Classical CD Review; Bruch: Piano Trio & Other Chamber Music

Bruch: Piano Trio & Other Chamber Music
The Nash Ensemble
4 Stars

Piano Trio in C minor Four pieces Op 70 Romance, String Quartet No 2 in E major Op 10
Hyperion CDA68343. https://www.hyperion-records.co.uk/
Available as an MP3 downloads, iTunes, CD or FLAC and ALAC formats


Bruch, to many, is mainly known for two compositions, his Violin Concerto No 1 in G minor and the Scottish Fantasy, but there is much more to the man, as this disc sets out to prove. He wrote delightful chamber music, and who better to illustrate its qualities, than The Nash Ensemble.

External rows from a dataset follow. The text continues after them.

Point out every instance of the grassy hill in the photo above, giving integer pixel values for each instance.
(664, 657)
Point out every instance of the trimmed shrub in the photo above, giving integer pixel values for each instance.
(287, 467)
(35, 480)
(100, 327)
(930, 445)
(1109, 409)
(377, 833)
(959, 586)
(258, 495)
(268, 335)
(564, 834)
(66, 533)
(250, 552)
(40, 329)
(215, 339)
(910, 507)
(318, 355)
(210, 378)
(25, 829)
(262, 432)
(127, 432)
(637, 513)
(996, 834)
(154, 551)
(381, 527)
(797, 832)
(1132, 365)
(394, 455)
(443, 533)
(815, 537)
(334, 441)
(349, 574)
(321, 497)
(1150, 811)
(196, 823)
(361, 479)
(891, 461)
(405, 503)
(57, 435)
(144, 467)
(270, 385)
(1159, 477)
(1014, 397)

We get exquisite and sensitive playing as they delve into this oeuvre. The Piano Trio with its haunting melody that begins the Trio is well-balanced. It is unusual because in the mid-nineteenth century it was a bold move to start a work with a slow movement. The second movement captures the romanticism of the graceful flowing melody.

Nestled between the Trio and the Quartet are two compositions that show Bruch's skill at writing chamber music.

I was captivated by the Four Pieces composed for the one of the best cellists of Bruch’s time, Robert Hausman, to whom these delightful miniatures are dedicated.

Adrian Brendel, son of the great Alfred Brendel, brings warmth to his beautiful lines as he perfectly interacts with Simon Crawford-Phillips on Piano. The collaboration works well with perceptive, delicate and precision playing. The musical themes are based on folk material from Finland, Scotland (a lilting lovey theme) and Sweden (a rather jolly tune).

These are followed by Bruch’s Romance, which was intended for Maurice Vieux, the father of the modern viola in France who received the dedication; but the first performance was actually given by the great violinist Willy Hess a champion of Bruch’s music.

The Nash’s viola player, Lawrence Power, brings out the rhythmic and dynamic variations. It does, as Tully Potter writes, work well in the piano accompanied version.

With Stephanie Gonley and Jonathan Stone re-joining the Nash Ensemble, the group round off this introduction to Bruch’s chamber music with yet another precise performance - Bruch’s String Quartet No 2 in E.

It has lovely phrasing with the Nash Ensemble giving a fine account from its slow introduction to the vivace of the finale, full of jollity. The string sound has an excellent tone.

The programme notes suggest that this recording of the Piano Trio will open some minds. Well, over to you to decide.